The most striking aspect of the hospital is the 3-story atrium, which acts as the hospital’s hub and main lobby. While the atrium’s surrounding windows offer peaceful views of surrounding lakes and woods, its translucent fiberglass fabric roof is soft enough to let in light yet strong enough to protect patients and visitors inside.
5. Winnie Palmer Hospital for Women & Children | Orlando, FL, USA
With the stunning glass globe and cable-suspended canopy at its entrance, preceding 11-story columns of dark glass towering along the Orlando skyline, Winnie Palmer could easily be mistaken for a luxury resort hotel. But the $100 million structure is a hospital specializing in women’s and children’s care, conceptualized by global architectural firm Jonathan Bailey Associates UK LTD to feel more like a restful and rejuvenating hotel stay than a stressful hospital stay.
6. Harlem Hospital | Manhattan, New York, NY, USA
In 1936, the Works Progress Administration commissioned several murals to brighten Harlem Hospital Center as part of its Federal Art Project program. The problem with murals is that they may fade or decay with time. But as part of a $325 million modernization project in 2012, these murals have been digitally restored and preserved for future generations, printed on backlit glass to turn the hospital’s new patient pavilion into a vibrant piece of historic art five stories high and the width of a New York City block.
“All the murals tell wonderful stories,” Chuck Siconolfi, senior principal for health care at overseeing architectural firm HOK, told the New York Times at the pavilion’s launch. “We said, ‘Let’s go beyond displaying these murals and make them emblematic of the whole community and its role in American life.”
7. The London Clinic | London, England, UK
London’s stylish upscale Marylebone district is home to several iconic sites, from Sherlock Holmes’ own 221B Baker Street to The London Clinic at 20 Devonshire Place. Looking more like a boutique hotel than a hospital, The London Clinic has retained its historic style since its doors opened in 1932. In 2010, architectural firm Anshen + Allen succeeded in designing a brand new 8,000-square meter 8-story cancer center that is thoroughly modern while blending perfectly with the original site’s aesthetic.
Earlier this year, Avanti Architects announced that it will be taking on renovations to the main hospital site, with updates including a new Harley Street entrance and an 8-story atrium.
8. Providence Holy Cross Medical Center | Mission Hills, CA, USA
In 2011, Providence Holy Cross Medical Center in Mission Hills, CA opened the doors to its South Tower Expansion.
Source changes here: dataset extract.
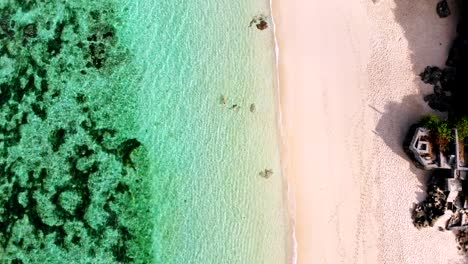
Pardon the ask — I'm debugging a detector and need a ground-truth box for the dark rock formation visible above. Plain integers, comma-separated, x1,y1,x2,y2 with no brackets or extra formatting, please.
437,0,451,18
412,177,447,228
The $180 million project, entrusted to HMC Architects and Swinerton Builders, is 4 stories of crisp angular structure and cool mosaics of ocean-colored glass. Beyond its aesthetic beauty, the hospital is also beautiful move for the environment—HMC Architects notes that it’s one of the first inpatient hospitals in the state of California to make a bid for LEED Silver certification.